I got up around 5:30 am because the dog wanted his breakfast and needed to pee, so I let him do his morning stuff and brewed a pot of coffee… then went back to bed until about 7:30. I’m still feeling crummy and still have a fever, but the cough has abated for the most part. I was dog-tired but also feeling really stir-crazy after being in bed for so many days, so I went over to the Cosumnes River Preserve and walked for a little bit. I was hoping that moving around would encourage the fever to break. I didn’t walk for as long as I usually do, and was headachy and exhausted when I got back home, but I still feel the fresh air and exercise was worth it.
CLICK HERE for the full album of photos and video snippets.
I only walked along the boardwalk and the small ponds around it, and didn’t walk the longer trails. A lot of the usual suspects were out there, but I was astonished to come across a MINK (Neovison vison)! It was the first time I’d ever seen a live mink in the wild, and at first I wasn’t sure what I was looking at. The mink was in a pond near the parking area, and I could see its head poking out of the water. At first I thought maybe it was a baby otter, but the muzzle was the wrong shape. I got some photos of it in the water and then it ducked under the surface and I lost it. A few second later, I saw it come up the bank to the side of the road right in front of me. I watched it climb up and go to a tangle of fallen branches… and then realized there was the body of a dead mink there, too.

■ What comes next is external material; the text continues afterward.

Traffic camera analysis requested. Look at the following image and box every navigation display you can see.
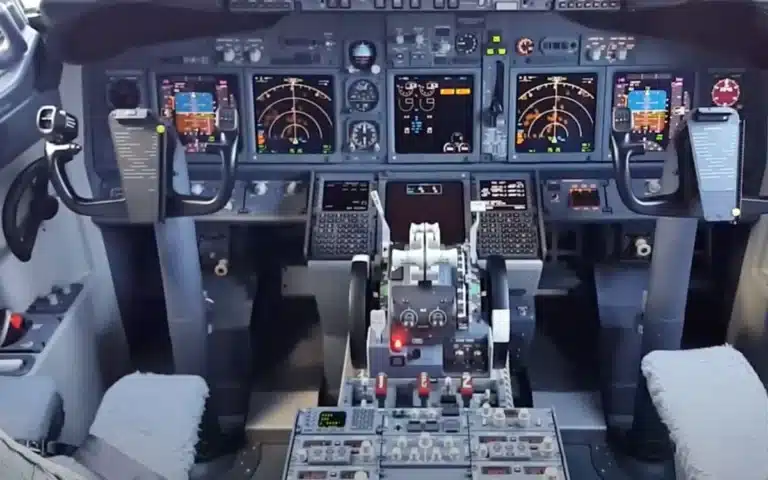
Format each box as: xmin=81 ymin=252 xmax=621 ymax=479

The live mink sniffed around the dead one for a little while, and then grabbed the carcass in its mouth. It started pulling the dead mink down into the water, and I walked up a little bit closer to try to get more photos and video. The live mink saw me, dropped the dead one on the bank and swam off… I considered going after the carcass, but the bank’s incline was too steep and I didn’t want to end up in the water.
I don’t know if the live mink wanted the dead mink’s body to mourn it or to eat it (or both). Mink DO eat just about anything including fish, frogs, rabbits, muskrats, insects, birds and snakes. They build burrows adjacent to water with at least one water entrance and up to 8 exit tunnels on land. There are supposedly a lot of them in the area, but this is the first time I’ve ever actually seen one (or two as the case may be).
While I was walking along the side of the pond, an elderly gentleman, who said his name was Larry, drove up in his truck and asked if I’d seen anything interesting. When I told him I saw the mink, he quickly pulled into the nearby parking lot and joined me on the bank. I commented on his super-fancy camera rig (with a lens as long as his arm) and he said he used to be a sports photographer for the Lodi Sentinel newspaper. Now that he’s retired, he was able to use the tools from his former job to augment his play. He showed me some photos of Sandhill Cranes that he took, and they were awesome. He’s kind of new at this nature-photography thing, though, so he doesn’t really know what he’s photographing. (He thought Northern Shoveler ducks were Mallards, and didn’t know what the Black-Necked Stilts were. But he’s anxious to learn.) I think he’s probably in his 70’s; he had to quit working for the newspaper because he has recurring problems with sciatic pain and can’t be on his feet for any length of time. We walked and talked for a little while, but the mink never resurfaced, so Larry and I went our separate ways…
Two misses today: I saw a Belted Kingfisher perched on a telephone line, watching for fish in one of the adjacent sloughs, but when I turned the car around to get a photo of him, he flew off. Same thing with a gorgeous Black-Shouldered Kite sitting in a tree by the road. I saw it out of the corner of my eye, but when I got to a place where I could turn the car around, the bird was gone. Dang.
Oh, and an odd thing: on my way back home, I saw an odd-looking bird standing along the edge of a rice field. I couldn’t tell what it was, so I pulled the car off to the side of the road to take a better look at the thing. It looked like a cross between a Great Egret and a Great Blue Heron… and it took me several minutes to realize I was looking at a fake bird. It was mounted on a pole that mimicked the long legs of the egrets and herons, and what finally made it obvious to me that it was a decoy and not a live bird was when the wind blew; the whole bird spun slowly in a circle on the pole. Hahahaha!
I went right home after that and crashed in bed with the dog for the rest of the day.